Si Alain Minc se sent personnellement coupable de bénéficier d’un tel « cadeau », lui qui doit en effet bénéficier d’une situation financière tout à fait confortable, qu’il milite donc pour la suppression de ces « cadeaux » faramineux faits aux plus riches, le bouclier fiscal, ou encore pour l’augmentation des droits de succession et l’alourdissement de l’impôt sur la fortune !

Ni « cadeau », ni « luxe ». Le luxe, c’est le superflu, c’est ce dont on peut se passer. L’accès aux soins, c’est un droit inaliénable, universel, quel que soit son sexe, son statut socio-économique, son origine et… son âge. Et quel que soit le coût des soins. En priver certains parce qu’ils sont « très vieux » (d’ailleurs, à partir de quand passe-t-on de « vieux » à « très vieux » ?), c’est estimer qu’ils ne sont plus assez en vie, plus assez utiles, plus assez vigoureux pour le mériter. C’est subordonner la considération accordée à la vie humaine à sa « vitalité ».

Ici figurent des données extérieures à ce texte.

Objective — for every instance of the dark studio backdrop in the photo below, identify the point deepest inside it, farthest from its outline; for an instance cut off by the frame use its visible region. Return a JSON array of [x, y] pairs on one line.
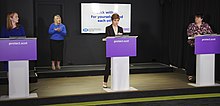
[[160, 24]]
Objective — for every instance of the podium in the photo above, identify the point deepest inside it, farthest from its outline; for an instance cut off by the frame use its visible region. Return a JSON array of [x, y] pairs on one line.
[[119, 49], [206, 46], [18, 52]]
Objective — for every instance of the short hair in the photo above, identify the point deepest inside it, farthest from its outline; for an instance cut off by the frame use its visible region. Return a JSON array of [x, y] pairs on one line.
[[58, 17], [200, 15], [115, 16]]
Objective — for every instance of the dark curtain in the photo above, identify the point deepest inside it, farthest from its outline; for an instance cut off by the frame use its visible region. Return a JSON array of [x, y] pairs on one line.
[[176, 16]]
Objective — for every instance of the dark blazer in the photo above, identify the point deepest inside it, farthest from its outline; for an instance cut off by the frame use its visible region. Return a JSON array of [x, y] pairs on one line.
[[109, 31]]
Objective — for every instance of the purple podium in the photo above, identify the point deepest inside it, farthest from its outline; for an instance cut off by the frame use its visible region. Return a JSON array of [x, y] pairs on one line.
[[119, 49], [18, 52], [206, 46]]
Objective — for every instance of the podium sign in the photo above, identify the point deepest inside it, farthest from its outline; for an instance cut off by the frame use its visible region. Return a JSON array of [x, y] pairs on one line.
[[207, 45], [18, 49], [18, 52], [120, 46], [205, 49], [120, 49]]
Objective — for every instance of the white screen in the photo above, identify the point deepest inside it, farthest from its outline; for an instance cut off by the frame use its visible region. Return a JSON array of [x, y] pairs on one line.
[[96, 16]]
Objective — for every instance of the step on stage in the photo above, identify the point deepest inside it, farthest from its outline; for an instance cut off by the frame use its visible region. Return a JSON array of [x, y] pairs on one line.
[[151, 80]]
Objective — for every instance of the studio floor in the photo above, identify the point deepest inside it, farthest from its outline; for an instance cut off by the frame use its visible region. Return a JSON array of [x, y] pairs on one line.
[[49, 87]]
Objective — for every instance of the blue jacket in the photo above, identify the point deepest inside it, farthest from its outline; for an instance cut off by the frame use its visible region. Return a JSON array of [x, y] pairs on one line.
[[19, 31], [55, 35]]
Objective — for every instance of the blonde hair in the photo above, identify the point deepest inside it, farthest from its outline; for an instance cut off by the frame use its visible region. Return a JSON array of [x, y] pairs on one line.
[[8, 20], [55, 18]]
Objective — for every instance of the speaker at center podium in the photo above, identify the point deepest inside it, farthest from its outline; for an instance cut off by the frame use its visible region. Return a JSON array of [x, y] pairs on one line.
[[119, 49]]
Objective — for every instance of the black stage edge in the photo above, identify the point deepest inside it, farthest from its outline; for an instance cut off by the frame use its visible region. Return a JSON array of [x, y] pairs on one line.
[[93, 70], [109, 96], [33, 78]]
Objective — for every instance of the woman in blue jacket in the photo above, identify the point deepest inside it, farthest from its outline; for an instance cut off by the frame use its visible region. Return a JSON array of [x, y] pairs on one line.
[[57, 31], [12, 28]]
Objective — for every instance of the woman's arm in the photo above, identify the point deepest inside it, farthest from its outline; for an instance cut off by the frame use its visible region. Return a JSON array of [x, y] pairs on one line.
[[51, 29], [63, 30], [22, 30], [190, 31]]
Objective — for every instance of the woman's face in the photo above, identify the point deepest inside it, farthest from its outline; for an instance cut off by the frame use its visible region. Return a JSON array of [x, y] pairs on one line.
[[115, 22], [15, 18], [57, 20], [198, 20]]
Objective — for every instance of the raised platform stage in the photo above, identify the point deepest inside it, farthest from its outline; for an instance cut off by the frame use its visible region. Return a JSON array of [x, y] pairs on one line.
[[93, 70]]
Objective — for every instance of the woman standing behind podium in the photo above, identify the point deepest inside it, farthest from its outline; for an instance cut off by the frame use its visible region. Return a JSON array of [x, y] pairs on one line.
[[111, 30], [195, 29], [12, 28], [57, 31]]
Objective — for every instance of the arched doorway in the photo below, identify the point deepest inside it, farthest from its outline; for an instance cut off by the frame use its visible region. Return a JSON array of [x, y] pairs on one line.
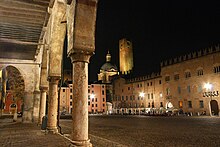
[[15, 91], [214, 107]]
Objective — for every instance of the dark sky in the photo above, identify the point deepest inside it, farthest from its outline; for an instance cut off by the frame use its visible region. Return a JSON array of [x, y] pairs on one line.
[[158, 29]]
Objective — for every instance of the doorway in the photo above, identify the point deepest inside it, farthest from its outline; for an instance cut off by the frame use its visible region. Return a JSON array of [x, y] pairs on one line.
[[214, 107]]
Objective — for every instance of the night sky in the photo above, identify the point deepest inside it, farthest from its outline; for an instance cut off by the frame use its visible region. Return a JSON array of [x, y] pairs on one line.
[[158, 29]]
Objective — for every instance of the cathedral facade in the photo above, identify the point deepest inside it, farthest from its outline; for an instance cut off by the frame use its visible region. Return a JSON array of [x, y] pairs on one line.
[[187, 85]]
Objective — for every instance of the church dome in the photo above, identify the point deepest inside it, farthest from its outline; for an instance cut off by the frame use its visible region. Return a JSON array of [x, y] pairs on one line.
[[108, 66]]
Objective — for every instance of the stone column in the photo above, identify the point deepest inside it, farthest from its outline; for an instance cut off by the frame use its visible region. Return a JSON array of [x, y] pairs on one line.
[[3, 91], [43, 100], [28, 107], [53, 104], [80, 99], [36, 105]]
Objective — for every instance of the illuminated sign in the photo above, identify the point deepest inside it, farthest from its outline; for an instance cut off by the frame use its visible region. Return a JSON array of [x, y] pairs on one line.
[[211, 94]]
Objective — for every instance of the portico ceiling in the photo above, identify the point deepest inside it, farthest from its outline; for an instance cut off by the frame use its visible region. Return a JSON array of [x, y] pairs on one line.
[[21, 27]]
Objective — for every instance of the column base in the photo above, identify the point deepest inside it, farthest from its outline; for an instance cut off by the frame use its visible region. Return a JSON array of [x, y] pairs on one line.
[[81, 143], [52, 130]]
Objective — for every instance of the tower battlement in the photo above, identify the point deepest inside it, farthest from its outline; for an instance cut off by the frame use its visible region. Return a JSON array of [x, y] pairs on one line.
[[191, 55]]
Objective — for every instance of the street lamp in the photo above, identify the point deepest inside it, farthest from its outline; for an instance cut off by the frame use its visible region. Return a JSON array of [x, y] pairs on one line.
[[141, 94], [208, 87]]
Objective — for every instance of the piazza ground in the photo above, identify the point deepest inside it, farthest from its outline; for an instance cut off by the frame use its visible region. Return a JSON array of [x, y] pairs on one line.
[[147, 131]]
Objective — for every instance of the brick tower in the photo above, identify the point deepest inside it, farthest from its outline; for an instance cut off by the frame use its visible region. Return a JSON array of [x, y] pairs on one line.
[[126, 56]]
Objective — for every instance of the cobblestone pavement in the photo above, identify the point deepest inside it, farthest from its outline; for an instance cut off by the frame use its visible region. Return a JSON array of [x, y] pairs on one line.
[[153, 131], [119, 131], [17, 134]]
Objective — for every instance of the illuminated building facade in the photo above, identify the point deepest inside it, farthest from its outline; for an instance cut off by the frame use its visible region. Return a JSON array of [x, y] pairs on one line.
[[126, 56], [187, 85], [96, 99], [107, 70]]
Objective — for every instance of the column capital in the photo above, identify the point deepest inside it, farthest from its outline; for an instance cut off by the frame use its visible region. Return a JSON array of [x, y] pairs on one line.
[[80, 55], [43, 88], [53, 79]]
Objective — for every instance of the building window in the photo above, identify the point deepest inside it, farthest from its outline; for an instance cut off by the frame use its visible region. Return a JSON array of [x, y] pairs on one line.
[[187, 74], [152, 95], [199, 88], [152, 104], [201, 104], [180, 104], [217, 69], [176, 77], [179, 89], [199, 72], [189, 104], [167, 78]]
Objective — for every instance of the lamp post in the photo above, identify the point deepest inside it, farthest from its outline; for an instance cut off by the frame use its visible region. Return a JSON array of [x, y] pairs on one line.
[[141, 94], [208, 87]]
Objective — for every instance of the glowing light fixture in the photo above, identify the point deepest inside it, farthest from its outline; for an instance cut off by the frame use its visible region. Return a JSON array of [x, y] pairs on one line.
[[141, 94], [92, 96], [208, 86]]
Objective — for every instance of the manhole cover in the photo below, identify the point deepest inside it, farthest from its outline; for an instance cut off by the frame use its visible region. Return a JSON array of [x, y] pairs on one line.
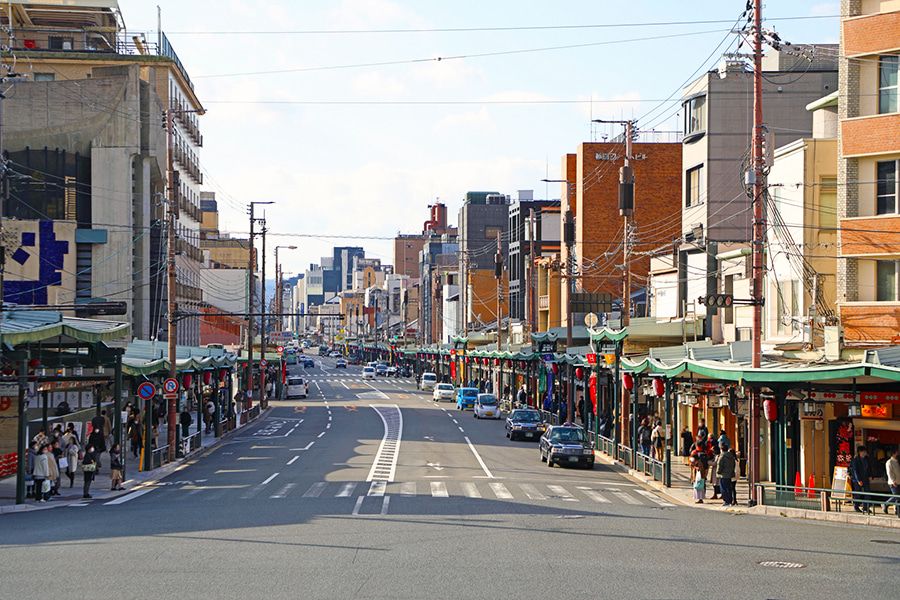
[[780, 564]]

Patrick Buisson, un autre conseiller de Nicolas Sarkozy, voit dans la vigueur sexuelle des hommes un indice de santé sociale. Dans un livre récent, il vibre à l’évocation des « flux séminaux » qui animent la nation française, déplorant les moments de son histoire où celle-ci est devenue « femelle ». Même sous un vernis « progressiste », les idées vichystes s’affichent aujourd’hui, autour de l’Elysée, de plus en plus ouvertement.

P.-S.

Les propos d’Alain Minc : « Il y a un problème dont on ne parle jamais (...) c’est l’effet du vieillissement sur la hausse des dépenses d’assurance maladie et la manière dont on va le financer. (...) Moi j’ai un père qui a 102 ans, il a été hospitalisé 15 jours en service de pointe. Il en est sorti. « La collectivité française a dépensé 100.000 euros pour soigner un homme de 102 ans. C’est un luxe immense, extraordinaire pour lui donner quelques mois ou, j’espère, quelques années de vie. (...) Je trouve aberrant que quand le bénéficiaire a un patrimoine ou quand ses ayants droits ont des moyens que l’état m’ait fait ce cadeau à l’oeil. Et donc je pense qu’il va bien falloir s’interroger sur le fait de savoir comment on récupère les dépenses médicales sur les très vieux en ne mettant à contribution ou leur patrimoine quand ils en ont un ou le compte patrimoine de leurs ayants droits ».